However, even when I disable the cache in Chrome I cannot recreate this behaviour, so it must relate to how the browsers handle their connections when refreshing.
Unfortunately this issue still isn't solved with Firefox. I actually moved the packet pools to an external SDRAM to be able to use very large pools (200 packets IP pool, 100 packets HTTP pool) but it does not help the problem. The pools are not getting depleted, the HTTP one only uses 1 or 2 packets in a normal use case.
On a typical case I'll see that Syn and Syn+Ack is sent but Ack (from the Browser) is not seen in Wireshark so the device keeps retransmitting Syn+Ack to the PC for "Maximum number of retries per packet" times. In other cases I see retransmissions of SYN from the browser. After waiting for some time the device usually becomes responsive again but I've also seen cases where it didn't recover.

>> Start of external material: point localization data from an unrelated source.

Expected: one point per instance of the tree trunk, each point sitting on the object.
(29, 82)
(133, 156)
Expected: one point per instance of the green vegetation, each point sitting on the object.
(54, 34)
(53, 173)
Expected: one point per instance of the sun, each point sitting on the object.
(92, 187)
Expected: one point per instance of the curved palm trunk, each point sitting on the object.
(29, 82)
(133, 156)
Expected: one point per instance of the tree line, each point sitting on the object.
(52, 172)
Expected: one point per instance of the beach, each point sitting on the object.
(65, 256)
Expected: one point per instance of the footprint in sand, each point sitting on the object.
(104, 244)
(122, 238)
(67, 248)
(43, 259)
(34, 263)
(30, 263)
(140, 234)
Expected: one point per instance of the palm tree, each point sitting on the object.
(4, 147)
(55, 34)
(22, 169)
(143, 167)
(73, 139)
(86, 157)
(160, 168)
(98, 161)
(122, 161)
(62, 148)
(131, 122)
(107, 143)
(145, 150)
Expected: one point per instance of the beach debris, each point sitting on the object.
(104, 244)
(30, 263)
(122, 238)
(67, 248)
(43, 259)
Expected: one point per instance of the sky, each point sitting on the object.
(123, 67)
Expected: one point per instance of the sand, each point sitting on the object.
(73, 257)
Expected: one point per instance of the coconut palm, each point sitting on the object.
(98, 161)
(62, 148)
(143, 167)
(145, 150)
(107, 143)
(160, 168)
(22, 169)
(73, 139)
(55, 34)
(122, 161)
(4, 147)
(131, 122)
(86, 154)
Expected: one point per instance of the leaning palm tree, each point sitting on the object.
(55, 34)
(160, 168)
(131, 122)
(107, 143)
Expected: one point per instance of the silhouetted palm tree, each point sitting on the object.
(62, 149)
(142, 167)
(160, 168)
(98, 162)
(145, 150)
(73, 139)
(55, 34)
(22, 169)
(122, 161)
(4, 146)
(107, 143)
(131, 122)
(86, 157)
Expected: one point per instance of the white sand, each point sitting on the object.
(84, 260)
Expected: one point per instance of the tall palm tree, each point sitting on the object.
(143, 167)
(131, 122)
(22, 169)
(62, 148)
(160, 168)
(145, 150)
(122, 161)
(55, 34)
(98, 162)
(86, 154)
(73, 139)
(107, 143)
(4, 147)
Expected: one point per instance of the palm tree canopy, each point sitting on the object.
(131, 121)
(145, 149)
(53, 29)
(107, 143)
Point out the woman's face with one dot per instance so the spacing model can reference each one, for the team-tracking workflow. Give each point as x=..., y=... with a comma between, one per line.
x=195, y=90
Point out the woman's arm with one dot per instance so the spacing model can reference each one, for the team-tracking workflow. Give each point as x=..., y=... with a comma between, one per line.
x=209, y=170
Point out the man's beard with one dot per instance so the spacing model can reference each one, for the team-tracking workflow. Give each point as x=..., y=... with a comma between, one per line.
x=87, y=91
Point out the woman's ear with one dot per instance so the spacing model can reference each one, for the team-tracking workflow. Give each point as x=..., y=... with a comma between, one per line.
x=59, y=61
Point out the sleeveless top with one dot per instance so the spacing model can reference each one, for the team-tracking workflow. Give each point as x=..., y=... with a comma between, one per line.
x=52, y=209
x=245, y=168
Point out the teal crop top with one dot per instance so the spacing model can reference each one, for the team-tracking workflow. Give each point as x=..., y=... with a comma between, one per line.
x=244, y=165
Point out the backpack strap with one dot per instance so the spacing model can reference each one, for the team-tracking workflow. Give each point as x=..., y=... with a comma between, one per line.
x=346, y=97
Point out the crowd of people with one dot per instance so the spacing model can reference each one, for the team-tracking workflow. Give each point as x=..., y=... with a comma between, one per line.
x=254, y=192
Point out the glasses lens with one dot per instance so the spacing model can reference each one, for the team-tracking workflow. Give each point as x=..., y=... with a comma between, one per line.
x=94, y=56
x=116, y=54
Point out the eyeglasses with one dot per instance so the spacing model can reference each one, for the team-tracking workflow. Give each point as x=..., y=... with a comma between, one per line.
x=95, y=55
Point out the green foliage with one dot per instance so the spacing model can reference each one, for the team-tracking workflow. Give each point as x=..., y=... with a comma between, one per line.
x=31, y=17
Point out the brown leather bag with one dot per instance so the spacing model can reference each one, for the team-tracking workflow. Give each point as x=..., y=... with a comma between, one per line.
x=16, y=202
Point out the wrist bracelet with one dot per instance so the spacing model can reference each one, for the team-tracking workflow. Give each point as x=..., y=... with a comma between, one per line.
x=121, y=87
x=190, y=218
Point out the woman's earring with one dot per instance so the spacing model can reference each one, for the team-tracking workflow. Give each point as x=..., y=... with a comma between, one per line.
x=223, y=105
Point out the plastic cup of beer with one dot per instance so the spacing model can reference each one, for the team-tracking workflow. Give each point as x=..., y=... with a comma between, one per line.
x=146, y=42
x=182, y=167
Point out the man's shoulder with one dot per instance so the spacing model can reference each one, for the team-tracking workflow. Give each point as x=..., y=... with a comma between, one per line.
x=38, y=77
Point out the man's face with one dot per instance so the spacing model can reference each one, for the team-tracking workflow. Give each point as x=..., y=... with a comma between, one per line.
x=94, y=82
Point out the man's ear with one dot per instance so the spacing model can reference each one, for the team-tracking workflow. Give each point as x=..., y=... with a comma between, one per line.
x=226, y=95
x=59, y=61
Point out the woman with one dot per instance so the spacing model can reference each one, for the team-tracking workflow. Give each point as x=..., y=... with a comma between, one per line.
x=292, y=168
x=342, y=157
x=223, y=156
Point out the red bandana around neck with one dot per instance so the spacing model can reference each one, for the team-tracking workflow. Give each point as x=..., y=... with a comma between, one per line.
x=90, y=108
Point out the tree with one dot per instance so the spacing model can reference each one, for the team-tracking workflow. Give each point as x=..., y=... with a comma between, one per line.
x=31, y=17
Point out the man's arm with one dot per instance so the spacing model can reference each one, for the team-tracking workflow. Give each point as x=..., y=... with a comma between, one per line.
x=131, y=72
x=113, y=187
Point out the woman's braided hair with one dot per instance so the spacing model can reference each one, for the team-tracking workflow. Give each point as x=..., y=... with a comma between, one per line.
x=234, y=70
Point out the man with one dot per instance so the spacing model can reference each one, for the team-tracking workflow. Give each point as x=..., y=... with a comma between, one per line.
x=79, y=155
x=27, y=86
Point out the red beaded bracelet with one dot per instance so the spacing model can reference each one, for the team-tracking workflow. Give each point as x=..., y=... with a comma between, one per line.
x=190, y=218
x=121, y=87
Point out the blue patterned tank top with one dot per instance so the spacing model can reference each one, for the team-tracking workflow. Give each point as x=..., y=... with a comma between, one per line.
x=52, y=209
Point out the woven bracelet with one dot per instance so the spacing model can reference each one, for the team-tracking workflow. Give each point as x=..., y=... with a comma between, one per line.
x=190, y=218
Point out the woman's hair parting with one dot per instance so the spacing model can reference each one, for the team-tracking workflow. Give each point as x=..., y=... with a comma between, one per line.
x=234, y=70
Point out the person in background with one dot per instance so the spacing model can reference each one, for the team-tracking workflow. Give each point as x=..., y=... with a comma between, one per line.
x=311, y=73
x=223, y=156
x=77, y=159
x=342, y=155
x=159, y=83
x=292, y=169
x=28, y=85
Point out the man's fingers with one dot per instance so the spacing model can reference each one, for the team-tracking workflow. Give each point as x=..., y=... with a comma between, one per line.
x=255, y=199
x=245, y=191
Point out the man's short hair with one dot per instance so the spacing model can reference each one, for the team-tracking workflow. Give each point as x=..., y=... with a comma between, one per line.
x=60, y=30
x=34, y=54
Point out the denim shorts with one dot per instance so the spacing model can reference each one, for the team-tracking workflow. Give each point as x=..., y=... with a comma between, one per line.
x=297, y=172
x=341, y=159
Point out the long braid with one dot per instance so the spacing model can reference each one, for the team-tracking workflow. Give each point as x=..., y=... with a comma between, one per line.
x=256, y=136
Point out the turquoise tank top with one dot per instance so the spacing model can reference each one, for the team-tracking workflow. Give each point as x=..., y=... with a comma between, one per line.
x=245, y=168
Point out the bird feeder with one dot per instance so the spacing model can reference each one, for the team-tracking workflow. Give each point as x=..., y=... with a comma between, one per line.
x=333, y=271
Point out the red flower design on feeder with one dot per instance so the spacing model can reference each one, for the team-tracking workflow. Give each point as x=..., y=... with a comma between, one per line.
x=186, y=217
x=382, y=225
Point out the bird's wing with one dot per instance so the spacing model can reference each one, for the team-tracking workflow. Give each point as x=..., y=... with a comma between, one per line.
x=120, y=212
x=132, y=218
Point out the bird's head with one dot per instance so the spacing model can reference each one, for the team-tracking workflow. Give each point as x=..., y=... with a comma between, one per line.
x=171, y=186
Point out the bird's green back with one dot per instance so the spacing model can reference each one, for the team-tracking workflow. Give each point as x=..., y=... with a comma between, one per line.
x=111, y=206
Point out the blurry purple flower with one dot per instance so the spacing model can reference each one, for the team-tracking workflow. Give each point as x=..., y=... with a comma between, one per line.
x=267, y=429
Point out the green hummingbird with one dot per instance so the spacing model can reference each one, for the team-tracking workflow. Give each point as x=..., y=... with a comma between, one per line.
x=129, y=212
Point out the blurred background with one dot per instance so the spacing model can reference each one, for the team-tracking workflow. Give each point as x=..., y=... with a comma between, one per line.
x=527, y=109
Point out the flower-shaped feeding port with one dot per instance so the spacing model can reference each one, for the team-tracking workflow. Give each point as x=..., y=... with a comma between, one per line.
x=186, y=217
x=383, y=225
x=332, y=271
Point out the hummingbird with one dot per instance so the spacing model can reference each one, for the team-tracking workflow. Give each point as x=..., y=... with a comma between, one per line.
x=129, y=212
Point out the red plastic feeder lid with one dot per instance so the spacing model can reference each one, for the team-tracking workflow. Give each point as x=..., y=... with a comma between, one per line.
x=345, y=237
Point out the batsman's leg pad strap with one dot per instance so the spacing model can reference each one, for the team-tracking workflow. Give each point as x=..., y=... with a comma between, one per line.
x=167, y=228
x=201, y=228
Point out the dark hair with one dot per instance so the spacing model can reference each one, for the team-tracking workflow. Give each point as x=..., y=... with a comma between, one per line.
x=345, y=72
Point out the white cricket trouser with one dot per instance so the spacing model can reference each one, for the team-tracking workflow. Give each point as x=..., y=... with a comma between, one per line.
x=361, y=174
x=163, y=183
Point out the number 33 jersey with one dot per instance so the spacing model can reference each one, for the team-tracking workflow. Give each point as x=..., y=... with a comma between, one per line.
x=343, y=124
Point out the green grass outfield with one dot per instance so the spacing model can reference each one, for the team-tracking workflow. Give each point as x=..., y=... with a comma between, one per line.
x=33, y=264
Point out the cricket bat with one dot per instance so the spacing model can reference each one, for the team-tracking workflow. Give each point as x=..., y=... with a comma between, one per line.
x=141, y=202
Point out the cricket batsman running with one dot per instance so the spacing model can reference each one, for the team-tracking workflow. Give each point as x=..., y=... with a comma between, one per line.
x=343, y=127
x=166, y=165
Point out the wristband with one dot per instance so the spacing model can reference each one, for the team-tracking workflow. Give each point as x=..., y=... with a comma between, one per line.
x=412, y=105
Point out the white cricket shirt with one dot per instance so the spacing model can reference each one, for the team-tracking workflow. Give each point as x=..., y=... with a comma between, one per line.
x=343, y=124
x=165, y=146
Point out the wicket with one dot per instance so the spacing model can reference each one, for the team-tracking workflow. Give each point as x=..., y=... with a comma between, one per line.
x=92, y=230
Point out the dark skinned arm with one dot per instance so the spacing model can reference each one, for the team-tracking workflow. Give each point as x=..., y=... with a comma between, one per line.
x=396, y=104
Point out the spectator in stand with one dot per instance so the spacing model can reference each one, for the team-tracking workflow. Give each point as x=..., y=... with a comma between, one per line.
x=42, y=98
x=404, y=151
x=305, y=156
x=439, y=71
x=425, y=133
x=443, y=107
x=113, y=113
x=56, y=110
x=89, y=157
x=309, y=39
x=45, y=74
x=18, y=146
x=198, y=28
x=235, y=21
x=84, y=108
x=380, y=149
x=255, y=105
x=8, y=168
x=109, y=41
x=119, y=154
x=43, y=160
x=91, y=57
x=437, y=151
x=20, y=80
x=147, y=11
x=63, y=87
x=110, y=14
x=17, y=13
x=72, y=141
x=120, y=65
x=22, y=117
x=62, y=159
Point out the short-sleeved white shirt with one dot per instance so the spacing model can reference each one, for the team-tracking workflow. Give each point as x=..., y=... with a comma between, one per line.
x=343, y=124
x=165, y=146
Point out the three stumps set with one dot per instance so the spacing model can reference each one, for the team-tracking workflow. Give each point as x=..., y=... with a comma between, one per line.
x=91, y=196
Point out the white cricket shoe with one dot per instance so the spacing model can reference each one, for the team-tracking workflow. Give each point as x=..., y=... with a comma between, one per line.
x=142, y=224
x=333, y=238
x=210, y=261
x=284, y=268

For the packet pools I monitor the following usage:
"min ip packet buffer available": 149,
"max ip packet buffer available": 192,
"min http packet buffer available": 99,
"max http packet buffer available": 100,
Right now I'm trying the following settings in HTTP server:
As you can see I tried very large values of max connections and max number of queued transmit packets to support a larger number of connections. The browser makes up to 16 connections for all resources of the web page, not all at the same time though.
The problem seems to occur randomly but frequently. Firefox is working sometimes and I can refresh without problems but on other times it fails on the first attempt. Refreshing three times in quick succession is also leading to a reproducible problem.
Is it possible that the PC/Device gets confused by the device switching IPs before (because of DHCP and possibly a fallback to a static IP)? I don't really think so as the packets go to the correct IPs but who knows...
Any other ideas?